Cd implantation in α-MoO3: An atomic scale study

Lamellar alpha-MoO3 crystals were implanted with low fluence of radioactive (111)mCd ions at ISOLDE-CERN. Subsequently, we have probed the interaction of the Cd impurity in the lattice with native point defects, such as oxygen vacancies, as a function of annealing temperature using the time differential perturbed angular correlations nanoscopic technique. The experimental data were complemented and interpreted by modeling different Cd-defect configurations in alpha-MoO3 with first-principles density functional theory (DFT). The agreement between experiments and DFT simulations shows that only the interstitial Cd (Cd-I) prevails in the van der Waals gap, by inducing a polaron effect. Upon raising the annealing temperature, Cd-I is able to trap hole charge carriers resultant from the oxygen vacancies VO. Oxygen vacancies were found to form most commonly at two-fold coordinated (O2) atoms. According to comparison DFT results with the experimental electric field gradient values (V-zz and eta) and the calculated formation energies for different defect complexes, the configuration of Cd-I with two (O2) vacancies (V-O2), located at different planes, is found to be more favorable and stable than the other defect configurations.

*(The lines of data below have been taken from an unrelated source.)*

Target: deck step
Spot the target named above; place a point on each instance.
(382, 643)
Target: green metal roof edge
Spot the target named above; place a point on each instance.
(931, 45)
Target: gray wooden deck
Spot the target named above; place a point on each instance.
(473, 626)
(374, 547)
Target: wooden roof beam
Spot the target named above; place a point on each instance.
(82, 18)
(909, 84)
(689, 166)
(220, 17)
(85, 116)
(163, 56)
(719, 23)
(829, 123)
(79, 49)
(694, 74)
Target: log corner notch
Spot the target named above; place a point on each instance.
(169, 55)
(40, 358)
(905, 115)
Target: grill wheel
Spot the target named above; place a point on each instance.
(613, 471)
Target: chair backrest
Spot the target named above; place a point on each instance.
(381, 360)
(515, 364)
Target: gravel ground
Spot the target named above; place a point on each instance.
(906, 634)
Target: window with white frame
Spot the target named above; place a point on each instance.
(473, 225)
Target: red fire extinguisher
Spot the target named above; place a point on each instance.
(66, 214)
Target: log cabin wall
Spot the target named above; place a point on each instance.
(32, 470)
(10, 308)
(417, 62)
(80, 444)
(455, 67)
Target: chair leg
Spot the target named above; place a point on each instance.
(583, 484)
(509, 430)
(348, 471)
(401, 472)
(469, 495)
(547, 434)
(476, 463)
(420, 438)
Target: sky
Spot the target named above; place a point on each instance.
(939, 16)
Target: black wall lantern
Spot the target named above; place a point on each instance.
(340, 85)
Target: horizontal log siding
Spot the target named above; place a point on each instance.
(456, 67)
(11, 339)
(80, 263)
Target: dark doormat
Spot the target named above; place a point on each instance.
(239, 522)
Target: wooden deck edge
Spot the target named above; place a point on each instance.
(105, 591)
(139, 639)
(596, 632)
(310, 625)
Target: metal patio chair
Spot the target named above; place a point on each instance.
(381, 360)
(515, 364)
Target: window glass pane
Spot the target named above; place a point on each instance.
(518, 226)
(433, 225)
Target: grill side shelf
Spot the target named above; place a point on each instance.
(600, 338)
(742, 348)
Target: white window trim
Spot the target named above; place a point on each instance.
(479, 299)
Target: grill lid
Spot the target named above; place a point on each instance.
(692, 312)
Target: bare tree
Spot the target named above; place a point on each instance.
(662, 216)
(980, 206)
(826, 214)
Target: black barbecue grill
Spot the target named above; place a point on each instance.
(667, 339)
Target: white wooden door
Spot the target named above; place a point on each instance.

The electron-polaron formation around the Cd impurity at an interstitial site is enhanced by inducing (O2) vacancies with the creation of hole polaron states.

Automated summary

Lamellar alpha-MoO3 crystals were implanted with low fluence of radioactive (111)mCd ions at ISOLDE-CERN. The interaction between Cd impurity and oxygen vacancies in the lattice was studied using the time differential perturbed angular correlations nanoscopic technique. Modeling and simulations confirmed that interstitial Cd prevailed in the van der Waals gap and induced a polaron effect. The most stable defect configuration was found to be Cd-I with two O2 vacancies located at different planes.